Gungnir sent thoughts of a dog tucking its tail between its legs. “All right.” I relented, my tone just a bit softer. “That’s better. Now, with all that crazy energy ya got going on there, what smart thing would you recommend I do?”
“Dude, that’s easy. You need a familiar.” It answered. “I’m awesome but you need a set of eyes and ears watching your back, like that furry thing over there, forty-feet behind you. My scans show that its senses are far superior to yours, as well as its stamina. Does that translate sexually?”
I didn’t even know how to answer that, so I just ignored that last part. I can’t be seen arguing with my own spear about the sexual complexities of humans. “Familiar? Spot? Wouldn’t some awesome magical creature like a dragon or wyvern be better?” I asked.
“Hahahahaha, you couldn’t handle bonding with one of those if they were unconscious and brain dead! You could barely handle a weapon you made!” Gungnir replied, vibrating with laughter. “The dog is man’s best friend, practically pre-made to be your traveling partner. Besides, who says you can’t give it an upgrade?”
It’s right. I could totally pimp out Spot. I let out a sharp whistle and Spot came running, jumping right into my arms and knocking me over, licking every scrap of skin he could find. Pushing him off and petting him, I lay back against a tree and started to think, which of course Gungnir just had to interrupt.

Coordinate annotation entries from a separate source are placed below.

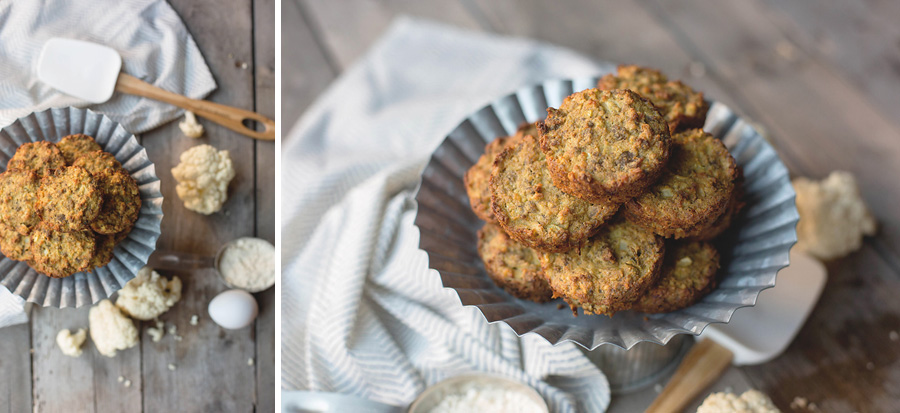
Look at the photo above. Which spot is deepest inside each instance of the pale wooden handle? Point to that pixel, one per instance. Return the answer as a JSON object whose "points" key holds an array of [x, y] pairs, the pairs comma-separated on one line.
{"points": [[227, 116], [700, 367]]}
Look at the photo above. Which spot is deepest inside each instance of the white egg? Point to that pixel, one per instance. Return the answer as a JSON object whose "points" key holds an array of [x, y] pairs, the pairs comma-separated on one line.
{"points": [[233, 309]]}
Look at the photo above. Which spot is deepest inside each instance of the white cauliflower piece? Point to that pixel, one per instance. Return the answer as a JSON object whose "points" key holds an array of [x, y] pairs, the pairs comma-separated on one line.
{"points": [[833, 216], [752, 401], [148, 295], [69, 343], [110, 329], [189, 126], [203, 176]]}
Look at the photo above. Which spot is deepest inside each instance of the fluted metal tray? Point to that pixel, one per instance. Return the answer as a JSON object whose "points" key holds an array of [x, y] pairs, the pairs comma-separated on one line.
{"points": [[129, 255], [754, 249]]}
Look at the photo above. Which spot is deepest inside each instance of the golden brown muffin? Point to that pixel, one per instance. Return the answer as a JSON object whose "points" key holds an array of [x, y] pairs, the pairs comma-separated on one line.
{"points": [[604, 146], [18, 199], [478, 178], [61, 254], [608, 273], [14, 245], [74, 146], [681, 106], [121, 201], [688, 273], [97, 161], [512, 266], [103, 251], [692, 193], [40, 157], [532, 210], [69, 199]]}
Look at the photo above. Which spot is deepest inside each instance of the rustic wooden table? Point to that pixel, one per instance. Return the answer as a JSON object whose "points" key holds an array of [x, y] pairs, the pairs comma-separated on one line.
{"points": [[822, 78], [212, 372]]}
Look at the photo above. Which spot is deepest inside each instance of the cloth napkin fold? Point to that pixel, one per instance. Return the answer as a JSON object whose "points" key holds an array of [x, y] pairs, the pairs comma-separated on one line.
{"points": [[154, 44], [362, 313]]}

“Yo! Make it bigger! Make the fur sharp and spiny! OH WAIT, merge it with an elemental! Or expand its brain! WAIT! Use one of those morphing rocks to give it Sorcery! That would be so cool, a furry-attack-thing shooting fire or surfing the earth!”
Ya know, maybe the incessant spear had a point. I could experiment with the dog, see if some of the upgrades I had planned for myself were viable in other living things. But I gotta make sure this dog actually likes me and plans on sticking around, so that’s how I spent the next couple days.